Amos 4

Amos 4
To be addressed, and that by God Himself, as cows, cows of Basilan (the grazing country east of the Jordan where many cattle were raised), must have been humiliating to the rulers of the kingdom of Israel, but it fitly expressed their state as He saw them. Of true intelligence they now had none, gone far from their God in all their ways.

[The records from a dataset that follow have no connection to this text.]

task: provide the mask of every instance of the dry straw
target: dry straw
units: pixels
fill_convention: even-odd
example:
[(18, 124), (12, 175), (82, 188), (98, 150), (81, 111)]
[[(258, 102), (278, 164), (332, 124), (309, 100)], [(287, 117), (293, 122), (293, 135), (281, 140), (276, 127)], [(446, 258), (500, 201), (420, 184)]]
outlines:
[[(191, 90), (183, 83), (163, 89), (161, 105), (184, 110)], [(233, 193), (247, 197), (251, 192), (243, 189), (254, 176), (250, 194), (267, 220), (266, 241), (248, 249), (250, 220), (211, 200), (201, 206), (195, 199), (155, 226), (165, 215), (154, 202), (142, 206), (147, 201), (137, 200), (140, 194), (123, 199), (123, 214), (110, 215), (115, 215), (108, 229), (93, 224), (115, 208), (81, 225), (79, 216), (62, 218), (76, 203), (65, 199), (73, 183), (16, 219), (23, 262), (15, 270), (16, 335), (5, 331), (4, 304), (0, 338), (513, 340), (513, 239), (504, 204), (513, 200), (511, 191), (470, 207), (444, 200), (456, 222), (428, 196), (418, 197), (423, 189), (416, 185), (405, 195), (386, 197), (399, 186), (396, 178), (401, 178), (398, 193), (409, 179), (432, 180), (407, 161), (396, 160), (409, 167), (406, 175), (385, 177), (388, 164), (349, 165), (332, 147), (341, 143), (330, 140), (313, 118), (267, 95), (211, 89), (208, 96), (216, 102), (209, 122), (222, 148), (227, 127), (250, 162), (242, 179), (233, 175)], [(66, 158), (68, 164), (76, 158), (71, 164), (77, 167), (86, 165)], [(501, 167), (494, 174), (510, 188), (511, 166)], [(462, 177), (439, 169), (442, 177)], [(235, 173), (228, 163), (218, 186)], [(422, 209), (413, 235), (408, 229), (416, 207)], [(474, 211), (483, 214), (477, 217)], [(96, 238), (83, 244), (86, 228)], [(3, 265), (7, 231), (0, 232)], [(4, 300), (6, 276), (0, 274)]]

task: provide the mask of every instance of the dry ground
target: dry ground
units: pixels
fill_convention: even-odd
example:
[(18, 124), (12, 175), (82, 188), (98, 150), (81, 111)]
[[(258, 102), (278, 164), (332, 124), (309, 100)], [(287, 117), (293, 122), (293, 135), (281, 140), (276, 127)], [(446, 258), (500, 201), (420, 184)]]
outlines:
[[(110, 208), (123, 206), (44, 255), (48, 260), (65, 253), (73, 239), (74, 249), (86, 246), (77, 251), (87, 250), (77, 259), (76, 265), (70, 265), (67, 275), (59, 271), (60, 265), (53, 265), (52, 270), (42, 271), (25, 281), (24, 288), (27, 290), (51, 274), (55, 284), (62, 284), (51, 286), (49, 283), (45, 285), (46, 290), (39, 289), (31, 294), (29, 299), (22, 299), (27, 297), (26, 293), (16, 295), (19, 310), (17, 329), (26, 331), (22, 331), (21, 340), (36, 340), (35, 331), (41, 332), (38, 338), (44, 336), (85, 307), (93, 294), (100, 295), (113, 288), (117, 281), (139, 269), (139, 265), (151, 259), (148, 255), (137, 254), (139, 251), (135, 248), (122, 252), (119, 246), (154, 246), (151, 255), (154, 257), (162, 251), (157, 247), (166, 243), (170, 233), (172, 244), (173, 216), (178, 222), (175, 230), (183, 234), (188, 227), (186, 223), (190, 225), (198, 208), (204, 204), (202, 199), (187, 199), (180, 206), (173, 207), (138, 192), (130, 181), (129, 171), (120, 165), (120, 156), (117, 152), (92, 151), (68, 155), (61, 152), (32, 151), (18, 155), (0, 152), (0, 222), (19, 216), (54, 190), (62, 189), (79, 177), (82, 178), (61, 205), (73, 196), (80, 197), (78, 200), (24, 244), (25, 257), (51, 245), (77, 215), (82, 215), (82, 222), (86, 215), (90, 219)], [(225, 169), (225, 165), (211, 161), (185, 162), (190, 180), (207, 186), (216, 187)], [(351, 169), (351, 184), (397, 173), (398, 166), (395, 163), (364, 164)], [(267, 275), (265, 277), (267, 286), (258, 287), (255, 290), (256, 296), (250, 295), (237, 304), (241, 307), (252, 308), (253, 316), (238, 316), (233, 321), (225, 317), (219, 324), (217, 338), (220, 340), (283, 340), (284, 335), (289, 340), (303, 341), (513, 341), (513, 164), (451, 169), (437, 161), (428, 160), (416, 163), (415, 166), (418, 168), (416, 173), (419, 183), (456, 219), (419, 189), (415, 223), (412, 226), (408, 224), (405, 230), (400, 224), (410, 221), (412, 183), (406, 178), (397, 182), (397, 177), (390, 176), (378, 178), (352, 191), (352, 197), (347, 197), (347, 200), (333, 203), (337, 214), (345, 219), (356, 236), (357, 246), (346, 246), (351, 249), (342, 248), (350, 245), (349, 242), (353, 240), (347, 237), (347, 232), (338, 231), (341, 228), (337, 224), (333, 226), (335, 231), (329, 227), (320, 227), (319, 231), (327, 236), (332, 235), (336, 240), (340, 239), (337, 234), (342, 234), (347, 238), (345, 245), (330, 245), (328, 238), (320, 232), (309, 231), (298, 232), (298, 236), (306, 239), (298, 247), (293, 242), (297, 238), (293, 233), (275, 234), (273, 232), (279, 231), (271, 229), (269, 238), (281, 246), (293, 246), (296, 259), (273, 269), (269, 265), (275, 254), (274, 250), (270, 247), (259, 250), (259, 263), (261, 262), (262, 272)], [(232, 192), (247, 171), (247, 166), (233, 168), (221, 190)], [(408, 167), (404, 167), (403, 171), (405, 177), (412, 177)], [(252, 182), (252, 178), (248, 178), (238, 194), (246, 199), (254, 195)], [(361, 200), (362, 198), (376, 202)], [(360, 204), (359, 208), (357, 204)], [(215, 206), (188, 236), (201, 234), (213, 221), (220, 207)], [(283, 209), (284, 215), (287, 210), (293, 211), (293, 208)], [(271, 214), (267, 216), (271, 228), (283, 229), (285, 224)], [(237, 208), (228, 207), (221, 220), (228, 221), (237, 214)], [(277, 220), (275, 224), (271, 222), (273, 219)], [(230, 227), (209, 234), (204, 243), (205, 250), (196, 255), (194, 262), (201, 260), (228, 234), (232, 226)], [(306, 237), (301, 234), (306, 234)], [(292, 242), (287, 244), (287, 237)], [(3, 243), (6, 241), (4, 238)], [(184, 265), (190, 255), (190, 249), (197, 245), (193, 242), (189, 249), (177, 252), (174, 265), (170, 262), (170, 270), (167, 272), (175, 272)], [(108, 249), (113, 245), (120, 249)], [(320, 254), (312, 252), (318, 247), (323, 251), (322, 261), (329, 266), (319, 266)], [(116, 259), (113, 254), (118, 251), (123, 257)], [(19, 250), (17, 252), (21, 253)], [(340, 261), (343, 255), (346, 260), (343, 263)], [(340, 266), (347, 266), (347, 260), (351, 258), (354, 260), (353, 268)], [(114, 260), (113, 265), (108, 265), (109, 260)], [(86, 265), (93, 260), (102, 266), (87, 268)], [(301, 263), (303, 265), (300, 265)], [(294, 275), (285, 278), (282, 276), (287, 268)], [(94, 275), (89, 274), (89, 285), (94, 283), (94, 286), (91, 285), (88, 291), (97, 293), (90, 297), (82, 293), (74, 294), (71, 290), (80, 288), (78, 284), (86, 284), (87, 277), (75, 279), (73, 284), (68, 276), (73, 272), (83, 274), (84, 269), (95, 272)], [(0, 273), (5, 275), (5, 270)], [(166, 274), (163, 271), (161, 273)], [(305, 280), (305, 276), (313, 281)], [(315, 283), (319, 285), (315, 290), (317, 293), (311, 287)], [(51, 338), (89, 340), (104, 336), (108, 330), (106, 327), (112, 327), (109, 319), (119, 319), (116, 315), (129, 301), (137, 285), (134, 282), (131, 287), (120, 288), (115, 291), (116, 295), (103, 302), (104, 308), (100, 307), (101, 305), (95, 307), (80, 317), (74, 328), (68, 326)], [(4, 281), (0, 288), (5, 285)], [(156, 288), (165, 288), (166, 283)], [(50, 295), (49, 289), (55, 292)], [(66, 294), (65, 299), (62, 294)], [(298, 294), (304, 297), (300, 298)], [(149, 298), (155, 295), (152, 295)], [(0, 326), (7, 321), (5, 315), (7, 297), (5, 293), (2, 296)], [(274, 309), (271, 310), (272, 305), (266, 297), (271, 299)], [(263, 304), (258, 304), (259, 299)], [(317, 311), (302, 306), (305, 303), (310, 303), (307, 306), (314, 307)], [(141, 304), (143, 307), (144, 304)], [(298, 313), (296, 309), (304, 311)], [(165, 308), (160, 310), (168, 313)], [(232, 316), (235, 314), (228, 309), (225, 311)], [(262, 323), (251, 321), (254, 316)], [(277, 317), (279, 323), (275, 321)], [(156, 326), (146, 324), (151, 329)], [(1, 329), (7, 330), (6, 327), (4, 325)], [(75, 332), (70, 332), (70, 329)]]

In chapter 2:6-7) Israel is rebuked for despising the poor, and here a second time their treatment of them is spoken of; we find the subject mentioned again, in chapter 5 (verse 11). It is of man’s selfish heart to neglect and deal unjustly with the poor, but such conduct does not pass unnoticed by the all-seeing eyes of God. The leaders of Samaria (the ten-tribe kingdom) thought themselves secure in their houses of ivory, their winter houses and summer houses, but the Lord Jehovah had sworn by His holiness concerning this unholy people (verses 2-3).
Bethel and Gilgal were names that formerly spoke of God’s deep interest in His people; at Bethel He had spoken to Jacob when a wanderer from his father’s home; at Gilgal the reproach of Egypt was rolled away, when the Israelites entered the promised land. But now these were places of transgression; Bethel had become Beth-aven, house of idols instead of house of God, and Gilgal, as we judge from verse 4, was an even greater center of idolatry.
God had visited Israel because of their perverseness, and five measures He had employed are spoken of; it will be seen that these increased in severity from the first to the last (verses 6-11), but His complaint is that none of them moved the people to return to Him. Therefore (verse 12) He would meet them in judgment more intense; “Prepare to meet thy God.”